When the bicentenary has been and gone, the centre for all things Wellington and Waterloo will once again be Apsley House. The Duke’s residence on the edge of Hyde Park is both a stately home and an art gallery, and serves as a shrine to his memory. There is a huge collection of portraits of the Duke and other contemporary military and political figures, alongside an exhibition of the trophies and gifts with which he was showered in the wake of the victory. The Waterloo Gallery houses Wellington’s incomparable art collection, much of it captured from Joseph Bonaparte’s baggage train during the Peninsular War. For 2015, they have here recreated one of the annual Waterloo banquets, with a long table complete with impressive table centres. Copies of the menu give an impression of the huge number of dishes that were served at the same time, à la Française (ironically enough). In this pleasingly old-fashioned gallery – the paintings are stacked up to the ceiling in the Victorian manner – the only concession to experiential learning is a mockup of a table setting, which visitors are invited to have a go at getting right. I enjoyed my first visit to Apsley House, although some children being dragged round by their parents remained glued to their phones.
The exhibition that I visited last was also the one that I enjoyed the most. Wellington Arch is over the road from Apsley House and can be visited with a joint ticket.
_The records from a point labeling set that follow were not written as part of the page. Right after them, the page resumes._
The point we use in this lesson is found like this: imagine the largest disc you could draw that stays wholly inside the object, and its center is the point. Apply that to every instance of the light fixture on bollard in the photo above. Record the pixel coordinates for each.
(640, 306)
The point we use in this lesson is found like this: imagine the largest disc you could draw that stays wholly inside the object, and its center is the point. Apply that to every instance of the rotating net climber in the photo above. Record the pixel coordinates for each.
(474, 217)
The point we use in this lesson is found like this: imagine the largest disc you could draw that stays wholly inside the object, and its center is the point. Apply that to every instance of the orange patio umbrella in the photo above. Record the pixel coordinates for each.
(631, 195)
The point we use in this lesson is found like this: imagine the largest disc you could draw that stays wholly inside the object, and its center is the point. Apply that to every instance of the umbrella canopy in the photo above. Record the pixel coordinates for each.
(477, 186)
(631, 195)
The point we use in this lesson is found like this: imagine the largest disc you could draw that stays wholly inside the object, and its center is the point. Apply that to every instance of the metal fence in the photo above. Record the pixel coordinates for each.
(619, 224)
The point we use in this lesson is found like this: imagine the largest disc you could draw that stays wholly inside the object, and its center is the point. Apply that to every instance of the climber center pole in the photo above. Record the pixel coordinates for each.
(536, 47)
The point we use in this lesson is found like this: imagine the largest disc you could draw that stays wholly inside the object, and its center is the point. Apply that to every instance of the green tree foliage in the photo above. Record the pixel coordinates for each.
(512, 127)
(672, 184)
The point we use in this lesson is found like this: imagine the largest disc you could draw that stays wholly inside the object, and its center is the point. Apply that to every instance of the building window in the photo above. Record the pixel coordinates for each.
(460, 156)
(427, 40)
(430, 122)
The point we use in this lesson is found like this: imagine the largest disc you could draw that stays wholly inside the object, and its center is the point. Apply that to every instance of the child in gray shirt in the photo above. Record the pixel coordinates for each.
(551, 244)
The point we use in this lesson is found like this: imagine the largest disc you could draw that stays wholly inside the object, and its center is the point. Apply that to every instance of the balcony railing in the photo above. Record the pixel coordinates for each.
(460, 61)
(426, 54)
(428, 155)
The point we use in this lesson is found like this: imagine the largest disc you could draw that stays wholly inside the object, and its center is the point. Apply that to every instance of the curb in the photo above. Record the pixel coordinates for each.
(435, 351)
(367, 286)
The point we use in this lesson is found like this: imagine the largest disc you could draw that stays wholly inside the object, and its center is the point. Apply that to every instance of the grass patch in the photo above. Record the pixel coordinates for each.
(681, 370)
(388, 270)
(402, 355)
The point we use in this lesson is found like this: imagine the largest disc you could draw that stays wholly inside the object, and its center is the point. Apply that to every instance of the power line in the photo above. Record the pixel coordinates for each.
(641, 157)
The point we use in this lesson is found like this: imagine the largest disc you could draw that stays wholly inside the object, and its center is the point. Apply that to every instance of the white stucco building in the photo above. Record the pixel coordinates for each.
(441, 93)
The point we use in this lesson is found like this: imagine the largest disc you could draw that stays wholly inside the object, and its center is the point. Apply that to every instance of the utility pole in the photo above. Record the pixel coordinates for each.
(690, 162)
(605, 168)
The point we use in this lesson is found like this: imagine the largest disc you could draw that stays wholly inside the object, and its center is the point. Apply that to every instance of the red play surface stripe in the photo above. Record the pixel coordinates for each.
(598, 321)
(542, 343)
An exhibition on the first floor tells the chequered history of the arch: over the last two centuries it has been moved, much debated, and has served as a ventilation shaft and London’s smallest police station. The controversies around the arch itself tell us a great deal about the place of Wellington and Waterloo in British culture. Nowadays, as well as boasting one of the best views in London, it houses three small exhibition spaces. Here they have curated a superb exhibition that both offers a good introduction to the battle and dispels some misconceptions about it: in particular, it emphasises the multinational nature of the effort against Napoleon, in which Britons were very much the minority. The objects are nicely chosen, and range from the Duke’s ‘Wellington’ boots to the personal effects of a cornet in the Scots Greys, which really serve to humanise one of the protagonists in the famous charge immortalised by Butler. Like the BL, this exhibition thinks about Waterloo’s legacy, but instead of focusing on high art it gives us toby jugs, pipes and five pound notes. Oddly enough, it was this small and eccentric museum that gave me the best insight into a battle that is often obscured by its very epicness.
Waterloo 1815: The Art of Battle was at the Royal Armouries, Leeds from 22 May to 23 August 2015.
Waterloo: War and Diplomacy is at the British Library, London until 6 September 2015.
Apsley House is open Wednesday to Sunday until 1 November, then weekends.
Battle of Waterloo Anniversary is at Wellington Arch until November 2015.